Now that I finished the flow to push the code from my laptop up to the Cloud. I also started to play around with Docker; also a bit of ASP.NET Core. I have many dots. The next challenge, as always, is to connect them. Try to make sense from all pieces. Let’s focus a bit more on Docker; create a connection between Docker and ASP.NET Core.
There are many materials about Docker. It is easy to start playing around with Docker, as I wrote here. Pretty basic stuff. It is easy to find out how to run a command. The Docker website has an extensive documentation, which tells you everything you need to know about Docker.
But, to me, It is useless if I cannot make sense of “the why”. After playing around with commands, watching some courses (mostly from Pluralsight), I have to find the answer for questions
- Why do I need it?
- What problems does it solve?
I try to create an image of it in my mind. It is such an important step, that if I fail, I cannot continue. Just like, how can you run if you do not know why and where to run!
So let give it a try before moving deeper into the implementation detail.
Why Docker? Container Approach
I would like to call it “Container Approach“. Below are some benefits, in my opinion, that give me good reasons to invest in.
If we develop small systems which are easy to setup and deploy, the need of Container might not be obvious. Because, as a developer, we can check out the code, hit F5 and we are good to go. If we want to deploy those systems to QA’s machine or some sort of central servers, it is still a trivial task.
However, when systems are big where there are many services, require complex infrastructure, things get complicated quickly and cost lots of time. Take an example of a web application. I would assume the system consists of
- Front end application: Build on top of AngularJS. This application will connect to a backend service via WebAPI endpoints.
- Backend service: The backend service built with ASP.NET Core. It supplies endpoints that Front end application will consume.
- Database: SQL family server. Can be SQL Server, SQL Express, SQLight, or MySQL. Use EF as Data Access Layer (ORM).
The team consists of Frontend Developer, Backend Developer, and Tester. Each might have to install the same infrastructure to run the application. Given that we have not had a central deployment place yet. It means that
- Front end developer has to install all requirement software, infrastructure, that only Backend Developer required.

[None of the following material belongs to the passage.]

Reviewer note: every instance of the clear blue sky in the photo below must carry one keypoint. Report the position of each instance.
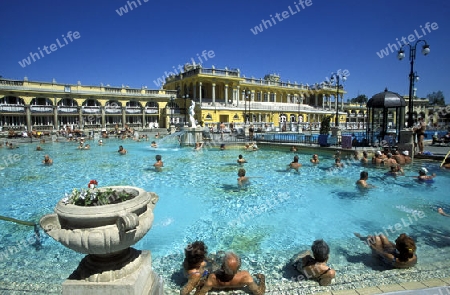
(306, 46)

- Back end developer has to install the things that only Front end developer needs.
- Tester has to install development environment even they do not know about coding. They might have to setup local IIS.
When a new member joins the team, there are so many repetitive works.
- Front end developer will take the api component, and load it up on his machine without installing anything. He will focus on building the cool frontend, and connect to that API.
- A tester will take the application as a whole, and run it with a single click, without installing anything.
With a proper developed, Docker can help.
Develop Faster, Test Faster
Docker will give us the minimum-required infrastructure we need to build and test an application. For example, when I want to develop a system running with MongoDB. Instead of downloading and installing MondoDB locally, I can get a prebuilt docker image with MongoDB installed.
The ability to switch infrastructure gives developers a lot of flexibilities.
Develop Componentized Thinking
This might not be true for others. However, it works for me. I shape my thinking process. A system composes of many small components. Each component might run in a Container. This, in turn, will force me to think, what should I put in a single container.
I try to make sense of Docker, try to explain it to me. I do not make any suggestion or judgment regarding its benefits. But will all those in mind, I am ready to invest more in the journey.
- Improve cooperation
- Develop faster, test faster
- Develop componentized thinking
The next step is, as usual, to try things out. Connect the dots between Docker and ASP.NET Core. This post intended to write about it. However, I changed the intention as I wrote.